Food window — critical:
Do NOT inject fasted or without carbohydrates nearby. IGF-1 LR3 lowers blood glucose via insulin-receptor cross-talk. Inject within 15–30 minutes of a carbohydrate-containing meal, or keep fast-acting carbs (glucose tabs, juice) on hand to counter any hypoglycemic episode.

Cycle & washout

LR3 is run in defined blocks rather than indefinitely — both to limit sustained pro-proliferative signaling and to prevent IGF-1 receptor down-regulation.

Standard cycle:
4–6 weeks of daily dosing is the most commonly cited block length. Some practitioners cap at 4 weeks and others push to 8; the shorter end is more conservative given the sustained growth-signaling concern.
Washout:
Equal or longer off period — typically 4–8 weeks. The theoretical rationale is receptor sensitivity restoration, though this has not been studied for LR3 in people.
No indefinite use:
Sustained IGF-1-receptor activation is mechanistically pro-proliferative (drives cell division, resists apoptosis), and a higher IGF-1 axis is epidemiologically linked to several cancers. The time-limited pattern reflects that theoretical concern, not a studied LR3-specific finding.

Reconstitution at a glance

The on-page calculator does this live; the quick reference for the standard 1 mg vial:

Mixing:
1 mg vial + 1 mL bacteriostatic water = 1,000 mcg per mL. On a 100-unit (1 mL) U-100 insulin syringe: 20 mcg = 2 IU · 30 mcg = 3 IU · 40 mcg = 4 IU · 50 mcg = 5 IU.
Why 1 mL:
Gives a 1:1 ratio that keeps the math simple — each 1 IU on the syringe equals exactly 10 mcg of peptide at this dilution.

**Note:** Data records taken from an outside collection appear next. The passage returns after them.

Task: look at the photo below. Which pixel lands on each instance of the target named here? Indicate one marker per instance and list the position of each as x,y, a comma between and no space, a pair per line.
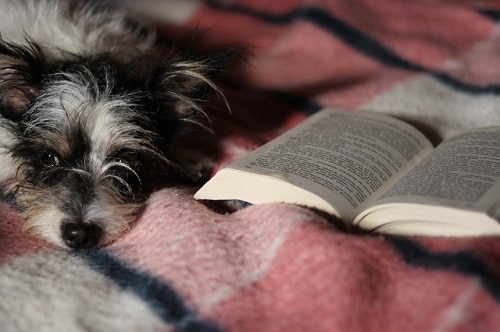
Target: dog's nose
80,235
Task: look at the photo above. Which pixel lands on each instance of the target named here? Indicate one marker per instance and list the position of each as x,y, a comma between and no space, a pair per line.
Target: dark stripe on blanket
462,262
355,39
493,15
163,300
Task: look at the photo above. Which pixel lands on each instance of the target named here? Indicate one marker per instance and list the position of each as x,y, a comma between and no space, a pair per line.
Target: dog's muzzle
81,235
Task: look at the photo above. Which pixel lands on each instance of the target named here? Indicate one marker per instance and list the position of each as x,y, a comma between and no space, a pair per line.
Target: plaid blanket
190,267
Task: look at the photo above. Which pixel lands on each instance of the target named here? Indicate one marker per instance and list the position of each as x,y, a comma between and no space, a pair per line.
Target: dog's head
86,136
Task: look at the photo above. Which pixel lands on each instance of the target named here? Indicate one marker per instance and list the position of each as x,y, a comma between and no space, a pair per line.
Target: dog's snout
80,235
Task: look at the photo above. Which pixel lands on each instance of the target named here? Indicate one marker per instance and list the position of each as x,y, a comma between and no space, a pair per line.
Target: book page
346,158
463,172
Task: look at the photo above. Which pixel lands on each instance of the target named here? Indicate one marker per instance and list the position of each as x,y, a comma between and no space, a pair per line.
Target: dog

Sources:PMID 8053901PMID 39638246PMID 7693845

06

Substrate the signal needs

Nutritional cofactor precision

IGF-1 LR3 is the muscle-growth signal itself — the same messenger growth hormone normally works through — so its cofactor logic is the most direct of the GH family: SUPPLY the building substrate, MITIGATE the hypoglycemia it creates, and AMPLIFY via the stimulus it is designed to amplify. This is IGF-1 physiology applied to LR3, not an LR3 nutrition study.

Reasoned from IGF-1's PI3K–Akt–mTOR and insulin-receptor cross-talk mechanisms — not a clinical LR3 cofactor trial. Supplement and nutrition doses are community and sports-nutrition convention.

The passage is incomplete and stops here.